Using the GCGR antagonist NNC0640, a derivative of compound 11, we were able to determine the 7-TMD crystal structure of human GCGR, thereby providing essential information for designing safer and more efficacious medications to combat metabolic disorders[12,68,69]. This breakthrough was made in parallel with the determination by a British team of the structure of CRF1R bound to the antagonist CP-376395[13]. Both receptors are stabilized by truncated TMDs and fused to helper proteins. It is known that class B GPCRs share 7-TMD arrangements and alignments that are similar to those of class A GPCRs. A common feature of these two class B receptors is the existence of a deep ligand-binding pocket. They also show the following crucial differences: 1) GCGR has a long helix 8 at the C-terminus, whereas crystallized CRF1R was truncated after TM7; 2) at the GCGR N-terminus, TM1 extends a 'stalk' into the extracellular space; and 3) the CRF1R antagonist binds deep in the cavity and is distant from the orthosteric site, whereas the GCGR structure did not co-crystallize with NNC0640[11].

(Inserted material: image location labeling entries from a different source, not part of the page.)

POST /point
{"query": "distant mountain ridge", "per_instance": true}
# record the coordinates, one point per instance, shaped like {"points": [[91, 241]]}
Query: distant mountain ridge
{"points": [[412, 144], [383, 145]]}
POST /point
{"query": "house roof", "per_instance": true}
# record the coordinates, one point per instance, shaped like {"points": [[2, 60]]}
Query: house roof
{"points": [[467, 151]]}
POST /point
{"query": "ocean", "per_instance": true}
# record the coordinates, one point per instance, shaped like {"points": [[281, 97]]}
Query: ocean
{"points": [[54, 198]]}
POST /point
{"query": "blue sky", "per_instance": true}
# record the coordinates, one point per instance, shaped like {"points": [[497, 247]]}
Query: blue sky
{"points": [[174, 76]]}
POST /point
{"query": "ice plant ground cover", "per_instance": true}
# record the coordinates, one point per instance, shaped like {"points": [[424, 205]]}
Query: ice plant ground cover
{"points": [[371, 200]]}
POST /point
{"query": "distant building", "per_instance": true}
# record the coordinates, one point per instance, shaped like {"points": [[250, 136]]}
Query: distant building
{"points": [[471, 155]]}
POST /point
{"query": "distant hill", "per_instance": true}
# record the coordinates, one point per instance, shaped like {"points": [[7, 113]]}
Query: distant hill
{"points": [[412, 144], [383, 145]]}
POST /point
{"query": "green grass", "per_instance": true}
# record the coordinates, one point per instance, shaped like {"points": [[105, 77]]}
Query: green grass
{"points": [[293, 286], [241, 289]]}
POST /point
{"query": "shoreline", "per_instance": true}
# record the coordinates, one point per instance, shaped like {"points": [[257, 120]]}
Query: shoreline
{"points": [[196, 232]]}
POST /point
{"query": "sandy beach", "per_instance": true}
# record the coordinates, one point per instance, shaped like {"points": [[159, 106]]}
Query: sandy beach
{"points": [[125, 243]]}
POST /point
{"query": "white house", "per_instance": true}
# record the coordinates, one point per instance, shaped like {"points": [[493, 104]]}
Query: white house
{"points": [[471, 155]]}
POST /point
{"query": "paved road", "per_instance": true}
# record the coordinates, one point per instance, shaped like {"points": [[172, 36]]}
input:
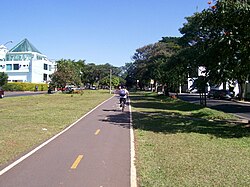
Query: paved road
{"points": [[94, 152], [241, 109]]}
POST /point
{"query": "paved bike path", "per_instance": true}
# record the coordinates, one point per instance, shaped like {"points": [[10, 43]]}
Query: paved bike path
{"points": [[94, 152]]}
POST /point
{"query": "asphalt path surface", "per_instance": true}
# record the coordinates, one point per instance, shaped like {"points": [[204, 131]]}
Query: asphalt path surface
{"points": [[238, 108], [95, 151]]}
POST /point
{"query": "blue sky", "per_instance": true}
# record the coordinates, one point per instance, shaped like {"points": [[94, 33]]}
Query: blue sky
{"points": [[98, 31]]}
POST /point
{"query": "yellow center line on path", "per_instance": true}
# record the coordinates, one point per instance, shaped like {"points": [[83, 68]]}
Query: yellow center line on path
{"points": [[97, 131], [77, 161]]}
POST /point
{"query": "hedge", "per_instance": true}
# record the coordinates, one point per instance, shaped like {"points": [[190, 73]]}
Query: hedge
{"points": [[23, 86]]}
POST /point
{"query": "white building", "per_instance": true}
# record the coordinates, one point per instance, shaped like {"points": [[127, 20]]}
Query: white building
{"points": [[24, 63]]}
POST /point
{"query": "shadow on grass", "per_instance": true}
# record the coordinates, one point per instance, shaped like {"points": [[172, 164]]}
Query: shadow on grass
{"points": [[168, 120], [156, 102]]}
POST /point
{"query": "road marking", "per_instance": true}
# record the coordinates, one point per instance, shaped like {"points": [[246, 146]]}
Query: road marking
{"points": [[97, 131], [4, 170], [77, 161]]}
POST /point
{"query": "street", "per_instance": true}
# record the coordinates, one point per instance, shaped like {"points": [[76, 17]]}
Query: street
{"points": [[237, 108], [95, 151]]}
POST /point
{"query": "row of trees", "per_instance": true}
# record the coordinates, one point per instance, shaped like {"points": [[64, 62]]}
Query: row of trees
{"points": [[218, 38], [70, 72]]}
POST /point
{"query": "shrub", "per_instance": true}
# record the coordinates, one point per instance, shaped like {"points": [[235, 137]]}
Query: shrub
{"points": [[24, 86]]}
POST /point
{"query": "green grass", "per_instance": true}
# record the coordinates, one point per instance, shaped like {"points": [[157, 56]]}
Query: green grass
{"points": [[28, 121], [179, 144]]}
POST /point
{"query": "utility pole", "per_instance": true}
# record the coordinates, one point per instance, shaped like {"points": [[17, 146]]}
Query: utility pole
{"points": [[110, 77]]}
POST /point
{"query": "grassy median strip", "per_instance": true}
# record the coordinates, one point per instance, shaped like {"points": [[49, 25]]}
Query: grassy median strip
{"points": [[181, 144], [28, 121]]}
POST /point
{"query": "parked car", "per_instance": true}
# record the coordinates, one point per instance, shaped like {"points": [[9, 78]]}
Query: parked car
{"points": [[1, 93], [220, 94], [211, 93]]}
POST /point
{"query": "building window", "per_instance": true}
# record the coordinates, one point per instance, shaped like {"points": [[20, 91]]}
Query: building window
{"points": [[45, 66], [16, 66], [45, 77], [8, 67]]}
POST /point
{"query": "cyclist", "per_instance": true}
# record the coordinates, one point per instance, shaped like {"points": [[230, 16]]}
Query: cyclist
{"points": [[123, 92]]}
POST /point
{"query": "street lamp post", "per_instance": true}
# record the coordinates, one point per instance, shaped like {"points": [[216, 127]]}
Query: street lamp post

Combining previous structural information on ECD-ligand complexes with the GCGR and CRF1R TMD structures allowed us to construct a full receptor-ligand model, which accounted for the extensive interactions between peptide ligands and extracellular loops as well as the residues deep in the helical bundle, as reflected by mutagenesis and photo-cross-linking studies with different class B GPCRs[78]. The knowledge accumulated thus far offers a useful platform for the eventual determination of a full-length class B GPCR-ligand complex.

Conclusion

The development of small molecule ligands and the determination of crystal structures of glucagon subfamily members have increased our understanding of the molecular mechanisms governing receptor recognition and activation. Such insights are invaluable for the design and/or discovery of novel therapeutic agents targeting class B GPCRs.